その反面、大量の現預金等を抱えながら、時価総額の低い(市場評価が低い)企業は、成長投資や株主配分など手元資金の有効な使い途を市場に対して十分に示していないと見られる傾向にあり、設備投資や配当などに回せる余裕があることから、投資対象として魅力がある。そのため、M&Aなど企業買収の候補にもなりやすく、株式市場で注目されることが多い。
ネットキャッシュが時価総額よりも大きい場合、その企業の株式を時価で100%買収した際に、会社を清算(税金は未考慮)しても現預金が残るという計算になる。その意味で、かなり割安感が強い状態と株式市場では考えられる。

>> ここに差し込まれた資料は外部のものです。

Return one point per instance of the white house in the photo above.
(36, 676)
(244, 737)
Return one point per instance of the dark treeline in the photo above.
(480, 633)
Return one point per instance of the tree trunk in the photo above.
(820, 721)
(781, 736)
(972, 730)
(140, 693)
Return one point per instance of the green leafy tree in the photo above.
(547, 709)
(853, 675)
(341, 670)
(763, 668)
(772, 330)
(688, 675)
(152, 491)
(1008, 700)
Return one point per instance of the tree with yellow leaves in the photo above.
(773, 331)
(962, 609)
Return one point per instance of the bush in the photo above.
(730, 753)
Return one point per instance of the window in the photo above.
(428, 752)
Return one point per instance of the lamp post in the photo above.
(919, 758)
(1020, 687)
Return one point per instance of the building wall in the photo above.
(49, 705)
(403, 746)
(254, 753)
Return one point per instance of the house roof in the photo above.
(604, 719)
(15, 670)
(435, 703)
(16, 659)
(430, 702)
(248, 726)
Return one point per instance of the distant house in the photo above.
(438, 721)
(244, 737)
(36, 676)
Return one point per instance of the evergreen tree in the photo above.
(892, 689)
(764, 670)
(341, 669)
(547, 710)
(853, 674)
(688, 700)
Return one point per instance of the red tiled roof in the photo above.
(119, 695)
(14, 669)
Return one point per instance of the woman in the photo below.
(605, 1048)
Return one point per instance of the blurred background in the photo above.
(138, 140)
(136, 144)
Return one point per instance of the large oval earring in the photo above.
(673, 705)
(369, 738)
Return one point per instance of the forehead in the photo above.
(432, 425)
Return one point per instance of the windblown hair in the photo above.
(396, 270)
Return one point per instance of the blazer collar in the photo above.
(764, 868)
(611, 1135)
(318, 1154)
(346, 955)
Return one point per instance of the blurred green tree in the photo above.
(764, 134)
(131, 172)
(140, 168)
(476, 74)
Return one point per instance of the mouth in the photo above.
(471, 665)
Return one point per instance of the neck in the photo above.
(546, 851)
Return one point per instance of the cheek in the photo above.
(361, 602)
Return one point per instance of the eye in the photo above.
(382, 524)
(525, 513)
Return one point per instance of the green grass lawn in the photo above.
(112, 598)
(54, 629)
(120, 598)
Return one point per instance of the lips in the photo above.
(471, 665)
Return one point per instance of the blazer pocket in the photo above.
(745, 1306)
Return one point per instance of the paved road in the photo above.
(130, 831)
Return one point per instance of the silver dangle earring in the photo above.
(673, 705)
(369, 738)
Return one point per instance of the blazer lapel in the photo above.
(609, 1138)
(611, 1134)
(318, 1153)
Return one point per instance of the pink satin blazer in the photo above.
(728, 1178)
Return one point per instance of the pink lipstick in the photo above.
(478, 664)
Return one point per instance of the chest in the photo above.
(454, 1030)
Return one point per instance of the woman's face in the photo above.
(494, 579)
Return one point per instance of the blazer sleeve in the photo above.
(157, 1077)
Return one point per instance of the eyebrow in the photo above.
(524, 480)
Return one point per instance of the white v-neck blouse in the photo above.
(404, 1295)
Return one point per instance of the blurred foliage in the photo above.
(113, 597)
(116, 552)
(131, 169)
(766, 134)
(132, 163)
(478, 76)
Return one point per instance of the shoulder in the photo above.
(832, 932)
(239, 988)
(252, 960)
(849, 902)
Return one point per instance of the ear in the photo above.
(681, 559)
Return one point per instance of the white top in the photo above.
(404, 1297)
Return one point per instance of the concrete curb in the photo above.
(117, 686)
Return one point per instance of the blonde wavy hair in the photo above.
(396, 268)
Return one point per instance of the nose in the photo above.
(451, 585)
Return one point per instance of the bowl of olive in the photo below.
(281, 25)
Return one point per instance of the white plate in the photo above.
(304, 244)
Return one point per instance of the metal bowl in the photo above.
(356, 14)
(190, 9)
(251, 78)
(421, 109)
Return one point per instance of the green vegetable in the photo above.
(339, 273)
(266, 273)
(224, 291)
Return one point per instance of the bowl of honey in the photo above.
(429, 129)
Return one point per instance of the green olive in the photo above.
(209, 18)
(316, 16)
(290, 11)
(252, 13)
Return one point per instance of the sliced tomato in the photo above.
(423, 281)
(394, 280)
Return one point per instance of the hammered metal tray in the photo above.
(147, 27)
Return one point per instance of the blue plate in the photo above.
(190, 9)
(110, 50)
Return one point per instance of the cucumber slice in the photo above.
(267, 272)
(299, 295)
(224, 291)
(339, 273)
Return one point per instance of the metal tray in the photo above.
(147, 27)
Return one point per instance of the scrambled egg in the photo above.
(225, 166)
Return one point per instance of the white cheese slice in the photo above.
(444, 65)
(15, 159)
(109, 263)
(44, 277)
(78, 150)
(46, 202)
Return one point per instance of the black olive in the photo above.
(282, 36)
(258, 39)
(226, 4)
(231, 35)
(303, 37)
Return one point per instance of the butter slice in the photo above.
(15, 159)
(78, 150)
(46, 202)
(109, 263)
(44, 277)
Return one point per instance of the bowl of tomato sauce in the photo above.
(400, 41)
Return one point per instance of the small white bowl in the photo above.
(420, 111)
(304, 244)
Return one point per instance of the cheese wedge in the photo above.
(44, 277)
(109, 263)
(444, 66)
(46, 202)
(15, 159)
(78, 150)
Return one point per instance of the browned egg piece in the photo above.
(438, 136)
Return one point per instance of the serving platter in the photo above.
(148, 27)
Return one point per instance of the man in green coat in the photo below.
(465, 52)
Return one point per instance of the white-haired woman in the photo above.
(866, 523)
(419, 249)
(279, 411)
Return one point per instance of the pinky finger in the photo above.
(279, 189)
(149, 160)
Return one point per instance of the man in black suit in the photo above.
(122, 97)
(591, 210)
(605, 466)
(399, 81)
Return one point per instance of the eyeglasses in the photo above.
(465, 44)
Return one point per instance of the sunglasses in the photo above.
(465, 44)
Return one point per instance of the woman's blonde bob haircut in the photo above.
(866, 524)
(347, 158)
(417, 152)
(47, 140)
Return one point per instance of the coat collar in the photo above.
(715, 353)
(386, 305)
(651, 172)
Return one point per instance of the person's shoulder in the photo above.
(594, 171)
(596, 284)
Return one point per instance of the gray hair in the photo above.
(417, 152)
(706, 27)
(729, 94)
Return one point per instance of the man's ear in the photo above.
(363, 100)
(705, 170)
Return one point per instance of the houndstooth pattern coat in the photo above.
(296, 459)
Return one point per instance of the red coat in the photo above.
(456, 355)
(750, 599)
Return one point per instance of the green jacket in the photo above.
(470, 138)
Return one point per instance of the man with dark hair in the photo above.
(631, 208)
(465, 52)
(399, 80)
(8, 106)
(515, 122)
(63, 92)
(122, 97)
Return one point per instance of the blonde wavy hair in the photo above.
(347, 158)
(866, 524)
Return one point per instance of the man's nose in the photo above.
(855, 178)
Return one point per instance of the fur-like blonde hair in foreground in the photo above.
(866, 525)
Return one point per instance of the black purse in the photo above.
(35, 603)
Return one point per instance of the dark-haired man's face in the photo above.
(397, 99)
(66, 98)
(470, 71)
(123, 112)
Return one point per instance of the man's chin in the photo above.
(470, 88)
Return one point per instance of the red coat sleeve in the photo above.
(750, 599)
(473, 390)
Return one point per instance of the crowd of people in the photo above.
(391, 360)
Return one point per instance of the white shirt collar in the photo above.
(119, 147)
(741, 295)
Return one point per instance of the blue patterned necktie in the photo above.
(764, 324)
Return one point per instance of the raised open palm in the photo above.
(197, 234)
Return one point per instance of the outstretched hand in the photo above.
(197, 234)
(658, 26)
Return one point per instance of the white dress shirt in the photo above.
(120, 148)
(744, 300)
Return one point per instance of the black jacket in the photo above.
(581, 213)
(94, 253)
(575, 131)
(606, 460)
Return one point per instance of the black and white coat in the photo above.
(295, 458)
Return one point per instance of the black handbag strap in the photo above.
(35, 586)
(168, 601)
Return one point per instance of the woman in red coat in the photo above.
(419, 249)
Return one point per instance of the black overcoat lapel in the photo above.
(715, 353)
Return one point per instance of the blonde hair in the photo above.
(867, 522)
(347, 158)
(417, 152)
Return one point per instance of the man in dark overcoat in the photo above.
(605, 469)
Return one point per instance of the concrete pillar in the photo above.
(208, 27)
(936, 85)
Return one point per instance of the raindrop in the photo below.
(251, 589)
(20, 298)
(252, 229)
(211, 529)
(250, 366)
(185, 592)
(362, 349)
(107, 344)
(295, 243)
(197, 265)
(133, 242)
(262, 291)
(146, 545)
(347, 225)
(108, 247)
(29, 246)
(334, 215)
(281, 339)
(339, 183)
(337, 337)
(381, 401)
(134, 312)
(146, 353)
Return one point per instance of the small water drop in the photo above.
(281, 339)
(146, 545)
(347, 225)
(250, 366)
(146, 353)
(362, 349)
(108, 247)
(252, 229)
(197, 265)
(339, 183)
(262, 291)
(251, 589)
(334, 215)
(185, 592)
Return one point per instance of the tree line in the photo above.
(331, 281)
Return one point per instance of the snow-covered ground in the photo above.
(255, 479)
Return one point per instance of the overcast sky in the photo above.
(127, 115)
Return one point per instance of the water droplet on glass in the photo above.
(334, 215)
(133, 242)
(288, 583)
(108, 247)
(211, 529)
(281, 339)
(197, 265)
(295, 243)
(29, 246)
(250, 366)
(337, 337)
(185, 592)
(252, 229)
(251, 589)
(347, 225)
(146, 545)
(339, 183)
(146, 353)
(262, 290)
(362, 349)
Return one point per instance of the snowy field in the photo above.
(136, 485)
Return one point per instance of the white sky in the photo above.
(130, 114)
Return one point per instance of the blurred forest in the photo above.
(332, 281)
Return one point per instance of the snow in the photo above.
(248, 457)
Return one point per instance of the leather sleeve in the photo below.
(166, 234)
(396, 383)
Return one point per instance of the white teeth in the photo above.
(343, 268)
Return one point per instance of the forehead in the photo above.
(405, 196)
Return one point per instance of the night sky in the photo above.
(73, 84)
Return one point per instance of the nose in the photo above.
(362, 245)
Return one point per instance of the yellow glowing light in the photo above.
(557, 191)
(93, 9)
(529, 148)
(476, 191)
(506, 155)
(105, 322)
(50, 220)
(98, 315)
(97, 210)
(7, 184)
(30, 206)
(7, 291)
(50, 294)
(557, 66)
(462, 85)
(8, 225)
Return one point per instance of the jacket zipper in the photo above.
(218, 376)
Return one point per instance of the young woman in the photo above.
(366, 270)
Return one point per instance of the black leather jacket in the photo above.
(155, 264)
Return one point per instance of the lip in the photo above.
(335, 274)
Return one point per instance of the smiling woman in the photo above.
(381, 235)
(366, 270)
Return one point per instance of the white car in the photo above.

ネットキャッシュとは反対に、負債の方が現金より多い場合はネット・デッド状態となる。(ネット・デッド計算式:実質有利子負債—現金及び現金同等物)
ネットキャッシュの計算式
(現預金+短期保有の有価証券)-(短期借入金+長期借入金+社債+1年以内返済の長期借入金+1年以内償還の社債+割引手形)
ネットキャッシュ利用したM&Aの有効性判断方法
M&Aの有効性をキャッシュリッチの観点で判断する際、時価総額をネットキャッシュで割ったネットキャッシュ倍率を用いる。ネットキャッシュ倍率が1倍以下ということは、時価総額以上にネットキャッシュを持っているということになり、財務健全性が高いと判断できる。その反面、ネットキャッシュ倍率が小さいと、預金や現金が活用されていないキャッシュリッチ企業として株価が割安と判断され、買収候補となりやすくなる。
また、企業価値としてのEVにネットキャッシュを加えた値を、EBITDA(利払い前・税引き前・償却前利益)で割ったEBITDA倍率が小さい場合などには、買収資金をより短い期間で回収できるとみなされる。